Mulai hari keempat, saya bahkan tidak diizinkan pergi ke toilet. Saya diizinkan untuk buang air kecil sekali sehari di kursi besi. Saya diberi 250 ml air setiap hari. Karena saya makan sangat sedikit, saya tidak buang air besar selama sepuluh hari berikutnya.

Karena semua pintu dan jendela ditutup, saya tidak bisa membedakan siang dan malam. Saya hanya memiliki gambaran kasar tentang jam berapa saat itu dengan mendengar langkah kaki para narapidana yang pergi bekerja di pagi hari dan kembali ke sel mereka di malam hari. Tetapi dalam beberapa hari saya menjadi sangat linglung sehingga saya bahkan kehilangan kemampuan untuk membedakannya lagi.

Awalnya, polisi datang dan menginterogasi saya. Kemudian mereka berhenti datang karena udara di dalam ruangan sangat busuk. Suatu hari mereka memasang kamera video sekitar satu kaki di depan wajah saya. Dengan begitu, polisi bisa melihat wajah saya dengan jelas dari kantor mereka. Tentu saja, kamera tidak menangkap narapidana yang duduk di sebelah saya dan yang memukul saya setiap kali saya memejamkan mata. Saya mengenakan sepasang kaus kaki wol tua. Beberapa hari kemudian, kaus kaki itu menjadi terlalu bau dan dibuang ke sudut ruangan.

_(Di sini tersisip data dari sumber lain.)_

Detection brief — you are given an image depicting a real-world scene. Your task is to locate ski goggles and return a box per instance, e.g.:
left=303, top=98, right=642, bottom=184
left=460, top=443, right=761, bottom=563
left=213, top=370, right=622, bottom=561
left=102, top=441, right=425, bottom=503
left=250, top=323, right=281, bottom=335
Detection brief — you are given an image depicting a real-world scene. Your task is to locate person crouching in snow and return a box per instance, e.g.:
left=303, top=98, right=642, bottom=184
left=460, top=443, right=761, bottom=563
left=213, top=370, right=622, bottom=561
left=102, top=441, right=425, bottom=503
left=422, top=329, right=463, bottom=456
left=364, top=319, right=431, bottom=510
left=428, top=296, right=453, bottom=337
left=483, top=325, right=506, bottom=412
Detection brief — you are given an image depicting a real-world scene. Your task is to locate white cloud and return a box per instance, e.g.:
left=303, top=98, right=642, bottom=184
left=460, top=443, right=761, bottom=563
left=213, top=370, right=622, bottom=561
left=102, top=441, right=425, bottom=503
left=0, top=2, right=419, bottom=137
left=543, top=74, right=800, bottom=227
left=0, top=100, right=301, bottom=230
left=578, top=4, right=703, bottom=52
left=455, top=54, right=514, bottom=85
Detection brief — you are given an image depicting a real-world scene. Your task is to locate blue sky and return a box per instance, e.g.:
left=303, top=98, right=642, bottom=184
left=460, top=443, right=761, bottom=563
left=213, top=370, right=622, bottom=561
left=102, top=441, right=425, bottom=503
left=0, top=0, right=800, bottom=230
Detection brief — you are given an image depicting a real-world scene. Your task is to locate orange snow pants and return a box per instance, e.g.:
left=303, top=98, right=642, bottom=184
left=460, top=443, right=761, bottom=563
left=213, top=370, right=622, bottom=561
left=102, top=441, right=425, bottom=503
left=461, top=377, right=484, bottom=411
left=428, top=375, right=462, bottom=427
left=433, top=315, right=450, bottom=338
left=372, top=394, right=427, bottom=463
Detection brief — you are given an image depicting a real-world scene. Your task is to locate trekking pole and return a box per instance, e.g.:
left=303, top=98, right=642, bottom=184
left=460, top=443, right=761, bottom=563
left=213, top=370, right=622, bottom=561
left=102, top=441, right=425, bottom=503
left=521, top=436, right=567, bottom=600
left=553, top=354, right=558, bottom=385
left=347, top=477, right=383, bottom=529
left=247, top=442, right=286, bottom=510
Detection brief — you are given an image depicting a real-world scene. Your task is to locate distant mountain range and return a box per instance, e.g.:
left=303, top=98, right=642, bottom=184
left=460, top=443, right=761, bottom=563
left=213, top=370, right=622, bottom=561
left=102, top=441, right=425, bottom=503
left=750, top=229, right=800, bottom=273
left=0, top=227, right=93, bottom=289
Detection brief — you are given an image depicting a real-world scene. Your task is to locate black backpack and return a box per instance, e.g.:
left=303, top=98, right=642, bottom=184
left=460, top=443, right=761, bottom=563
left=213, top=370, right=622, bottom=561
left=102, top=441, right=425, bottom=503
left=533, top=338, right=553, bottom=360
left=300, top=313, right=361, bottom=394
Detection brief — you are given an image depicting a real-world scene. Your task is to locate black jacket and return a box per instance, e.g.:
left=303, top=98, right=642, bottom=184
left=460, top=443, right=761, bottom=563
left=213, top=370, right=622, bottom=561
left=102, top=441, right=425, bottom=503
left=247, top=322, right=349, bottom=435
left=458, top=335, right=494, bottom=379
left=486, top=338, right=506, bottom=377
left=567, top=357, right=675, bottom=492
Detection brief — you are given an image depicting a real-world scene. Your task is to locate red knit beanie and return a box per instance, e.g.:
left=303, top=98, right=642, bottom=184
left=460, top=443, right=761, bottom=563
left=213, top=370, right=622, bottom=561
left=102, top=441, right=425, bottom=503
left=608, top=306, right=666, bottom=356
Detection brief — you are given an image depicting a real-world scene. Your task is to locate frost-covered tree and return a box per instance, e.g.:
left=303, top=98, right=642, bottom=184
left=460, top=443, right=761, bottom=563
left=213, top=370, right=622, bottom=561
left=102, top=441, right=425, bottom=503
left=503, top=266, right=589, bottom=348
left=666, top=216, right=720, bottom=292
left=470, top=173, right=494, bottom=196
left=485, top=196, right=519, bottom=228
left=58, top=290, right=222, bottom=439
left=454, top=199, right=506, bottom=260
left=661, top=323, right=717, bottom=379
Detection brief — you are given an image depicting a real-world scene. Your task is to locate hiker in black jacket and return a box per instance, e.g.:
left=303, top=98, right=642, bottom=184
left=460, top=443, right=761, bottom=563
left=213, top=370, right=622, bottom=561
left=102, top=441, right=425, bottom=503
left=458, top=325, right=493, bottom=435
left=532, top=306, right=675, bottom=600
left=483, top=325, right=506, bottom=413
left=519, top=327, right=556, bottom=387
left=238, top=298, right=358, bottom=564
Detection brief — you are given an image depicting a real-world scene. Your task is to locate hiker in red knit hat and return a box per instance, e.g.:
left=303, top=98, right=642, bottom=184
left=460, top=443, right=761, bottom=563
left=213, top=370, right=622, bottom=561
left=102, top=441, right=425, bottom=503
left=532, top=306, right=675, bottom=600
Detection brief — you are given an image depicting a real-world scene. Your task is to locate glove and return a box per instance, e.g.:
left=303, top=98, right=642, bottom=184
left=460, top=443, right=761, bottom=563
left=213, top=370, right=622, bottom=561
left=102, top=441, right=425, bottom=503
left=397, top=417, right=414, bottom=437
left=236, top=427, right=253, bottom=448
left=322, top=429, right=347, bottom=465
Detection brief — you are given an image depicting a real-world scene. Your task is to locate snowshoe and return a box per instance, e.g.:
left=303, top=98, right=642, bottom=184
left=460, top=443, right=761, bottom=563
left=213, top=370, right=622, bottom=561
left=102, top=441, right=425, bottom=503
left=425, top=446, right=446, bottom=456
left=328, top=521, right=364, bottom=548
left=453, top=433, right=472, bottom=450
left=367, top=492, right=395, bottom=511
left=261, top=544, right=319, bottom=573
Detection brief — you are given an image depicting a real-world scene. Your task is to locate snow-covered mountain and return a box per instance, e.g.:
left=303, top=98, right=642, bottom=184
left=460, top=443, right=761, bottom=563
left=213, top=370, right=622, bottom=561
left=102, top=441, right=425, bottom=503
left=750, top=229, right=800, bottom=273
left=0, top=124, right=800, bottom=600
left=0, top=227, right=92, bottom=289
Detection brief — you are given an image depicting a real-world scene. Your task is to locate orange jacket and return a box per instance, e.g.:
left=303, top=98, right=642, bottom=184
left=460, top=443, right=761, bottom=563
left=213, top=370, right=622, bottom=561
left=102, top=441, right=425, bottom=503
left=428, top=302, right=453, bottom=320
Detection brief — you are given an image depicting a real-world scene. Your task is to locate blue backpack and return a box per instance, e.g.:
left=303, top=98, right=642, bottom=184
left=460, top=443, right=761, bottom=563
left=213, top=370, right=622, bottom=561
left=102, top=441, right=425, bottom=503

Ketika merasa tidak bisa lagi menahan tidak tidur, saya berteriak, 'Falun Dafa Baik!' Pada saat itu, mereka menyumpal mulut saya dengan kain lap. Tapi narapidana Zheng Jie yang telah memukul saya sebelumnya selalu menggunakan kaus kaki bau saya sendiri untuk menyumpal mulut saya. Kaus kaki sangat rusak dan meninggalkan banyak serat di mulut saya. Karena saya tidak diberi cukup air untuk minum, mulut saya sangat kering dan bahkan tidak bisa meludahkan seratnya.

Sekitar enam hari setelah tidak tidur, saya mulai berhalusinasi. Suatu hari, pikiran saya menjadi kosong. Saya berusaha sangat keras untuk mengingat, tetapi saya tidak dapat memikirkan apa pun. Saya tidak dapat mengingat siapa saya atau apakah saya masih hidup. Saya benar-benar ketakutan dan mengalami gangguan mental.

Menurut apa yang dikatakan orang kemudian, saya berdiri, merusak borgol, dan mulai berteriak dan menjerit. Mereka memborgol saya ke bangku dan menyumpal mulut saya dengan kain lap. Saya tahu mereka ingin membuat saya gila. Saya tidak takut mati, tetapi saya takut menjadi gila. Jika saya menjadi gila, mereka akan memanfaatkannya untuk memfitnah Falun Dafa.

Setelah kejadian itu, saya menulis pernyataan jaminan bahwa saya tidak akan lagi berlatih Falun Gong, tetapi saya juga mengatakan bahwa jauh di lubuk hati saya, saya tidak akan pernah mengkhianati keyakinan saya. Mereka mengatakan bahwa selama saya menandatangani nama saya di pernyataan itu, mereka tidak peduli apakah saya di lubuk hati masih teguh pada keyakinan saya.

§§4.5.3 Tidak Diberikan Akses ke Toilet

Tidak diberikan akses ke toilet adalah jenis penyiksaan lain yang sering digunakan. Beberapa pusat penahanan membatasi waktu buang air besar hingga dua atau tiga menit. Orang akan dipukuli dengan kejam jika ia tidak berdiri ketika waktunya habis. Akibatnya, orang harus menahan buang air besar dan keluar dari kamar kecil.

Selain itu, praktisi terkadang hanya diperbolehkan menggunakan toilet sekali sehari untuk buang air kecil atau tiga hari sekali untuk buang air besar. Hal ini menyebabkan masalah kesehatan dan memaksa korban untuk buang air kecil atau besar di celana.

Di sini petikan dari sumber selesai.